SBA Hot Topic Tuesday — SBA 7(a) Voluntary Prepayments Expected to Increase Slowly in 2017 and 2018

December 6, 2016

By Bob Coleman
Editor, SBA Hot Topic Tuesday

SBA 7(a) Voluntary Prepayments Expected to Increase Slowly in 2017 and 2018

Download the presentation slides here!

Presentation by Bob Judge
2016 SBA Secondary Market Summit
Washington, D.C.

1-7a-cpr-breakdown

Well, this is a chart that I track, I also put it in my CPR report every month. What it does is it takes the monthly prepayment speeds for 7(a) and divides them between default rates and voluntary payoff rate. As we can see from here defaults have been extremely low for going on three years now. So we’ve had extremely low defaults in the program and, of course, John will talk more about specifics there, but defaults have been under control for quite a period of time. We are beginning to see voluntary prepayments start to rise and as you can see historically that it’s really – voluntary prepayments are the danger zone from an investor’s perspective because of the investor’s indifference to whether a loan voluntarily pays off or defaults.
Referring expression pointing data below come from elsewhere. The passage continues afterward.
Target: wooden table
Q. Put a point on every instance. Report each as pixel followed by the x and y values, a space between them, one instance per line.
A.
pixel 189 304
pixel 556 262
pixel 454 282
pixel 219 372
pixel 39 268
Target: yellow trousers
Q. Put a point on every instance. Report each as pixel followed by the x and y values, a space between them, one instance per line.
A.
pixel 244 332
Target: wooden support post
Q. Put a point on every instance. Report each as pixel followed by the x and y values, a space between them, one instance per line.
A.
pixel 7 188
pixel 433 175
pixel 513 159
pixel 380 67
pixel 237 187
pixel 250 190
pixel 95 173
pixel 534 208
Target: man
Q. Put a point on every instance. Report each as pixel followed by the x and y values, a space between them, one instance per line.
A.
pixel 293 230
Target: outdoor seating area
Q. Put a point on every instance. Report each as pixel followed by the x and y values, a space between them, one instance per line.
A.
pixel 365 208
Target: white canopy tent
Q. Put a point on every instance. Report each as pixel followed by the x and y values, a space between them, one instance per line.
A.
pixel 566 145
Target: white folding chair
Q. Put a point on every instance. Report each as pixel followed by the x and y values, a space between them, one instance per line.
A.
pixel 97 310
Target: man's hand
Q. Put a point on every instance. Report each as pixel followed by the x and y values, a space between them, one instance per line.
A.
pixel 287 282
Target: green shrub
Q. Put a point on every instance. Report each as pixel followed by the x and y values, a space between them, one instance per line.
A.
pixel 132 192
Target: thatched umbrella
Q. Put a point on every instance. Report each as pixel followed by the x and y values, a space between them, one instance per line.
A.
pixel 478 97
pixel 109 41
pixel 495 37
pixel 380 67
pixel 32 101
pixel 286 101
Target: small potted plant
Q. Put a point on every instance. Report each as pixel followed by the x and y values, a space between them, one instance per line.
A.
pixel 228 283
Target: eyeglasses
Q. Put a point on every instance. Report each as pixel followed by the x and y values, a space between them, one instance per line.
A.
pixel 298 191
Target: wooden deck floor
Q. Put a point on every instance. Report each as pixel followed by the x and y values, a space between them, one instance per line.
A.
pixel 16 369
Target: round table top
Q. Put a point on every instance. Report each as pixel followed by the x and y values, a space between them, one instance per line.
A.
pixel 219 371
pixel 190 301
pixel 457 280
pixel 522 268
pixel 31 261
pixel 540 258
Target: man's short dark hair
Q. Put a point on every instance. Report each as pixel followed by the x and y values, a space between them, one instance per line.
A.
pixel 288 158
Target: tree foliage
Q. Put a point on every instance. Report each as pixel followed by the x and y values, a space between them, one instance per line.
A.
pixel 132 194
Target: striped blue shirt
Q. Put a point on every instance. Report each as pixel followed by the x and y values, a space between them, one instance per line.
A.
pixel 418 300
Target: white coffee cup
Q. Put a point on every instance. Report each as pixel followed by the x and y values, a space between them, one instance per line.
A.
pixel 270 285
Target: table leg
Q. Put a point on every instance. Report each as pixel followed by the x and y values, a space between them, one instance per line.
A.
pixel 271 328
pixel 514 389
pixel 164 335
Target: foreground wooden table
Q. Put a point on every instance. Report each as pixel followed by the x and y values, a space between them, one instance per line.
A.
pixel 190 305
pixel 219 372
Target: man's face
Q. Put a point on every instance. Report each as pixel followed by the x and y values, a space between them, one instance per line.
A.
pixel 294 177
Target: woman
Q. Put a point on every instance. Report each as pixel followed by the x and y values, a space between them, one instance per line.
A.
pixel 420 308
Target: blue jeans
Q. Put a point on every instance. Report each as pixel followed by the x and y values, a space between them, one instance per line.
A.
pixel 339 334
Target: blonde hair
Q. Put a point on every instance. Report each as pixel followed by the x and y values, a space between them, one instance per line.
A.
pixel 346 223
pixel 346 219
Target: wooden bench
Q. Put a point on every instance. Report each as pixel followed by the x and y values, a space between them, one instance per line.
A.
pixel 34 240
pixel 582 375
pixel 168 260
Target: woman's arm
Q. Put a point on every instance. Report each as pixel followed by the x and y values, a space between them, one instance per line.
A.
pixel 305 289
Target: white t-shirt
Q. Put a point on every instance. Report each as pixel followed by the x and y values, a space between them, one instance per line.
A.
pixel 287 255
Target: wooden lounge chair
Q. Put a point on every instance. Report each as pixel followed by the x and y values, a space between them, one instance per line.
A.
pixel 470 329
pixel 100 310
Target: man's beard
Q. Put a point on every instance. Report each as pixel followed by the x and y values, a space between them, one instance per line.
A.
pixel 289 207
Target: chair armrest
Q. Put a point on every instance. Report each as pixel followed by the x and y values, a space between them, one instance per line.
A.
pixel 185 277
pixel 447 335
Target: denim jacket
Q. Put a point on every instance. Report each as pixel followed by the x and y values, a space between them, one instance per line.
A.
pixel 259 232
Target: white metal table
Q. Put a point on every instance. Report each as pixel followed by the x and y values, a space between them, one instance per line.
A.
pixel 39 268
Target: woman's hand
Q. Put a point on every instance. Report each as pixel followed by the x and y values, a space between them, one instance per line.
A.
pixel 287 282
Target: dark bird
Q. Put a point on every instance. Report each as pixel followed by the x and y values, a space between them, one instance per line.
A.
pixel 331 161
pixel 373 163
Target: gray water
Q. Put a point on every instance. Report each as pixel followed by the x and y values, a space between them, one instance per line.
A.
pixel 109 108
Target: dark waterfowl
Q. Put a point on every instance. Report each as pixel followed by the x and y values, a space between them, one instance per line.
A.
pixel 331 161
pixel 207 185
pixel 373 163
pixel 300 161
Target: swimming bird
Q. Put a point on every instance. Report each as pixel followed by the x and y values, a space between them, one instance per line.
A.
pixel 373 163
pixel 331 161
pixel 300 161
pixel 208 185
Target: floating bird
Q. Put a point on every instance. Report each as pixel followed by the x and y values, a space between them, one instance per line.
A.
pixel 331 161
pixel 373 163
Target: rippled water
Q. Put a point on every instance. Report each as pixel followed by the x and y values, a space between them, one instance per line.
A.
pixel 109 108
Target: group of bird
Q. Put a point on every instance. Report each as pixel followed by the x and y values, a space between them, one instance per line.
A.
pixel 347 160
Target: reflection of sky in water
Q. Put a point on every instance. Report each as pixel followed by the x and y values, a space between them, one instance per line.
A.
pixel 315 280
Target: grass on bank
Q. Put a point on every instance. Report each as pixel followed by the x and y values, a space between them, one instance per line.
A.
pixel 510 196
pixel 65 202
Lenders care more about default rates than voluntary payoffs, but in this venue we’re talking about the sum of the two which is the overall prepayment rate or CPR. So this is the time in ’06 to ’07 where we had obviously an extremely high overall prepayment speed, well over 20 percent, and it was pretty much all based upon a very high voluntary prepayment speed. Right around here you’re talking about – this was the credit crisis time when voluntary prepayments fell to below 2 or 3 percent annualized per year. Defaults picked up, approached 8 percent per year and then defaults plummeted and now it started a voluntary prepayment.

So right around this timeframe we’re talking about a 5 percent overall prepayment speed which the average for the life of the program is around 12 percent, so we had an extremely low prepayment timeframe. This was a great time to own 7(a) paper with a premium for IOs and things like that. Since we’ve hit that low we’ve slowly started to creep up again mostly because voluntaries are starting to rise. This chart here shows the change – the overall prepayment speed per year since 2012 and the percent change per year. So as we can see in 2012 we had a sub-6 percent. This was the second lowest on record, 2011 was even lower. Then we’ve been slowly creeping up little by little until a little bit below 8 percent for the last couple of years.

One good thing to note is that the increase has been – the percentage increase has been declining year-over-year, so in 2013 we were up almost 29 percent over the previous year. It went down to plus 8 percent. Now we went from 2.6 to this year only just barely above 2015. So the good news it seems that prepayments are rising, but at a slowing rate. So what this is likely going to do is mean that we’re not going to get to a 10 percent CPR any time soon, so it could take a couple of more years. It’s still a very, very good time to own 7(a) paper and pay a prepayment for it.

One of the danger zones in voluntary prepayments is the steepness of the yield curve. The idea being that a borrower will consider exiting a floating rate loan if it can go into a fixed rate as long as his increase in the interest rate is not that big because they want the certainty of their payments over time. They will do that and pay up a little bit, but not when it gets a little bit too crazy. So what I did here was I showed the spread between one-month LIBOR and five-year LIBOR swap versus the voluntary prepayment speed. As we can see when the spread – when a yield curve steepens right here you start to see lower voluntary prepayment speeds. Again this idea being that going into a fixed rate would mean simply too high of an increase in the borrower’s rate. Once we see the swap spreads – they spread between a one-month and a five-year decline, somewhere around a zero percent rate, then you start seeing the significant increase in voluntary prepayments.

So this is really where, in my opinion, when we start seeing under normalized conditions of credit and things like that as long as the banking industry doesn’t have too tight a credit, when we start seeing movements in the steepness of the curve that could have an impact. Right now this is voluntary prepayments again slightly increasing. But we’re still pretty low as far as the steepness of the yield curve, so we’re somewhere around 60 basis points between the one-month and the five-year rate. In my opinion and other people might have a different opinion, but I don’t see any reason why [unintelligible 00:05:11] starting to steepen because right now short-term rates should start to rise hopefully. We were discussing this at the table that the feds should move this this month which will allow the short-end to start coming up.

The five-year, seven-year has been moving higher especially since the election, but there really isn’t any reason – the industry doesn’t think that inflation’s going to be a problem and things like that in the future, so we don’t really expect to see a steep yield curve any time soon. So that’s one – again a good benefit from a voluntary prepayment rate is that that shouldn’t really have too much of an impact, a very flat yield curve on voluntary prepayments. And the conclusion on my side of it right here I think that prepayments again steadily increase over the next couple of years. I don’t think we’ll get to 10 percent for another couple of years, so again this is a period of time where we’re still below the overall average of around 12 percent and again a good time to be investing in premium 7(a) paper.